La vida interior nada tiene que ver, por cierto, con aquella caracterización que en su día se hizo de Leopoldo Calvo-Sotelo llamándole “la esfinge” (personalidad fría e impertérrita, parca en palabras y sonrisas), ni tampoco con esa otra con la que ya apodan a Mariano Rajoy, “el enigma” (perfil humano desconocido, basado en la ambigüedad y el encubrimiento, según The Guardian).Y, por supuesto, tampoco tiene nada que ver con el programa de Albert Om El convidat donde el periodista simula que mira por el agujero de la cerradura en la casa de los famosos.
Cultivar la vida interior es otra cosa. Significa trabajar bien la conexión y la calidad en el pensar y en el sentir; en el desear, el decidir y el actuar; en la conexión entre motivaciones y propósito. ¿Recuerdan el final del poema Invictus de W. E. Henley? No importa cuán estrecho sea el camino, cuán cargada de castigo la sentencia. ¡Soy el amo de mi destino; soy el capitán de mi alma! Una parte del propósito de Nelson Mandela se fue forjando durante aquella vida interior trabajada durante largos años en una celda de dos metros de ancho y desmenuzando día tras día rocas y picando piedras en un patio para convertirlas en grava.
La vida interior tiene que ver con nuestra capacidad de atención y de presencia, de estar viviendo de una manera plena cada situación. Más allá de la fragmentación, más allá de la vida puzle de tantos líderes, el trabajo de la vida interior aporta equilibrio y fortaleza y contribuye a expresar una cierta unidad entre lo que somos y lo que hacemos.
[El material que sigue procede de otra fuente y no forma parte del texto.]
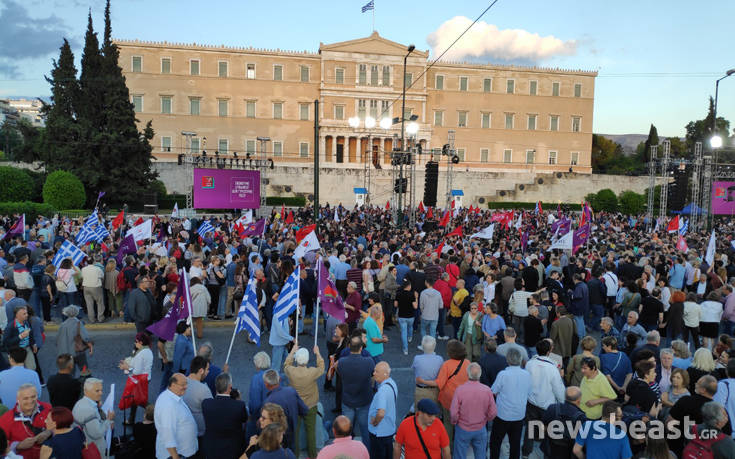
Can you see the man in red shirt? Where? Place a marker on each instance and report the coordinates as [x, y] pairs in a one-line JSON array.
[[431, 430], [26, 423]]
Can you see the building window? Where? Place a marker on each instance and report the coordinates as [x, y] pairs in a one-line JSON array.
[[194, 103], [304, 74], [166, 105], [277, 73], [137, 103], [277, 149], [304, 112], [373, 75], [223, 146], [486, 121], [507, 156], [554, 123], [363, 74], [223, 107], [509, 121], [576, 124], [438, 118]]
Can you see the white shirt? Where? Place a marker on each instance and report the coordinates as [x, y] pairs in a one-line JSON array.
[[545, 375], [175, 425]]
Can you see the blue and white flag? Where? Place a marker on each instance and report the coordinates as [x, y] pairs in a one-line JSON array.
[[68, 250], [288, 299], [204, 228], [247, 316]]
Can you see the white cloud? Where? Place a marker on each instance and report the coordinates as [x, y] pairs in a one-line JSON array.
[[486, 41]]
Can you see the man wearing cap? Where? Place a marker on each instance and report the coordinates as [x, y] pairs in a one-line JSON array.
[[422, 434]]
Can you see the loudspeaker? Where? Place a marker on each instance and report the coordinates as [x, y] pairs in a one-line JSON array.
[[430, 183]]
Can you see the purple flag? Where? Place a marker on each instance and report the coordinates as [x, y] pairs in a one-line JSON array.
[[166, 327], [580, 237], [329, 299], [127, 246], [254, 229]]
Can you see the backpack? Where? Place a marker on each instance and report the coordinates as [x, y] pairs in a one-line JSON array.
[[699, 448]]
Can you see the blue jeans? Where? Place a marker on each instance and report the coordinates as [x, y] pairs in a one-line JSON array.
[[429, 326], [406, 325], [358, 417], [463, 439]]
De ahí parte la tensión inspiradora del liderazgo, la que le permite a los líderes encontrar el punto de adecuación con la realidad, el nivel de madurez para reconocer sus limitaciones y no sobreestimar sus puntos fuertes, el mostrar un grado óptimo de autenticidad, el aprender a conservar y expresar su yo auténtico, el no erosionar su dimensión moral, el mantenerse suficientemente coherente en cada uno de los papeles asumidos, el encontrar la distancia justa para disponer de perspectiva sin perder la proximidad y la calidez, el mantener un equilibrio dinámico (un cierto orden dentro del cambio y la inestabilidad) y el aprender también a construir una narración convincente que va de dentro hacia fuera y que acaba hablando desde el propio yo.
Todo esto nos puede parecer muy filosófico pero tiene un impacto real y duradero en la vida profesional y de las organizaciones. Los profesores del MIT P. Senge y O. Scharmer explican que el éxito de la intervención de los líderes depende fundamentalmente de la condición interior de la persona que interviene. No es sólo lo que los líderes hacen y cómo lo hacen, ni sólo su visión, sino su “estado interior”, es decir, el lugar desde el que operan; la fuente y la calidad de su atención y de su intención.
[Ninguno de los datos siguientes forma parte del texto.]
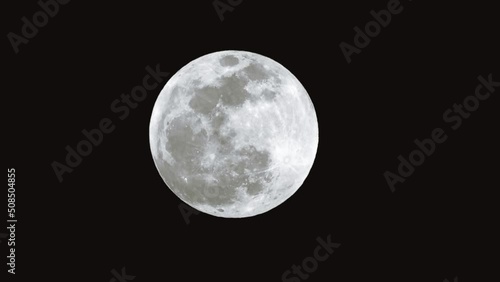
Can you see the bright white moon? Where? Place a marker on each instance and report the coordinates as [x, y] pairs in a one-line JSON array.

Trabajar la atención significa aprender a mirar la realidad cotidiana para detectar lo que emerge y lo que se oscurece; pero también para ser libres porque sabemos que toda visión ilumina, pero que a la vez genera zonas de sombra. Significa trabajar la receptividad y la escucha; atender sin juzgar de entrada; practicar una cierta duda metódica, sobre todo cuando llegamos a la conclusión, curiosamente, de que todos los hechos confirman nuestros propios planteamientos. Significa encontrar momentos de parada y pausa en medio del ruido y la aceleración cotidianos. En definitiva, significa reconocer que sin una mirada atenta en el día a día la visión se convierte en puro verbalismo que nos permite escaparnos del presente hacia un futuro imaginado que nunca dejará de ser eso, pura imaginación.
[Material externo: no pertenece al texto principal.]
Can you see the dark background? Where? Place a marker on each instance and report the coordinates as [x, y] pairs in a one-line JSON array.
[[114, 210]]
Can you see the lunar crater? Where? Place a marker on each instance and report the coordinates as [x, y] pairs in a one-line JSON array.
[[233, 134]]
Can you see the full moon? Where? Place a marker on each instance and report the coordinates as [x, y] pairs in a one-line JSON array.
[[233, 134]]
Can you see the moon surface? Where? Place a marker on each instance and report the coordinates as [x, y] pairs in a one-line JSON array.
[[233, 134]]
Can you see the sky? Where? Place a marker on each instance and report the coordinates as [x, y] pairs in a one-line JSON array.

Trabajar la intención quiere decir que no nos podemos conformar con hacer muchas cosas, y hacerlas bien. Tenemos que poder nombrar con autenticidad el propósito que las guía y tener la lucidez de identificar no sólo lo que nos motiva, sino lo que nos mueve. A menudo somos prisioneros de los éxitos del pasado y de la repetición de pautas de comportamiento heredadas. Por eso hemos de contrastar la coherencia que hay entre lo que decimos que queremos y las cosas que valoramos y evaluamos. Sin un esfuerzo constante de dar nombre a nuestras intenciones, de elaborarlas, de depurarlas y de transformarlas, la visión no es más que el envoltorio que embellece con purpurina el pragmatismo repetitivo, o lo que consolida el poder de quien la administra.
¿Cómo están nuestros líderes de vida interior? ¿Cómo, dónde y cuándo la cultivan? El trabajo de la vida interior nos marca también una de las claves del buen liderazgo.
Àngel Castiñeira y Josep M. Lozano, profesores de Esade-URL.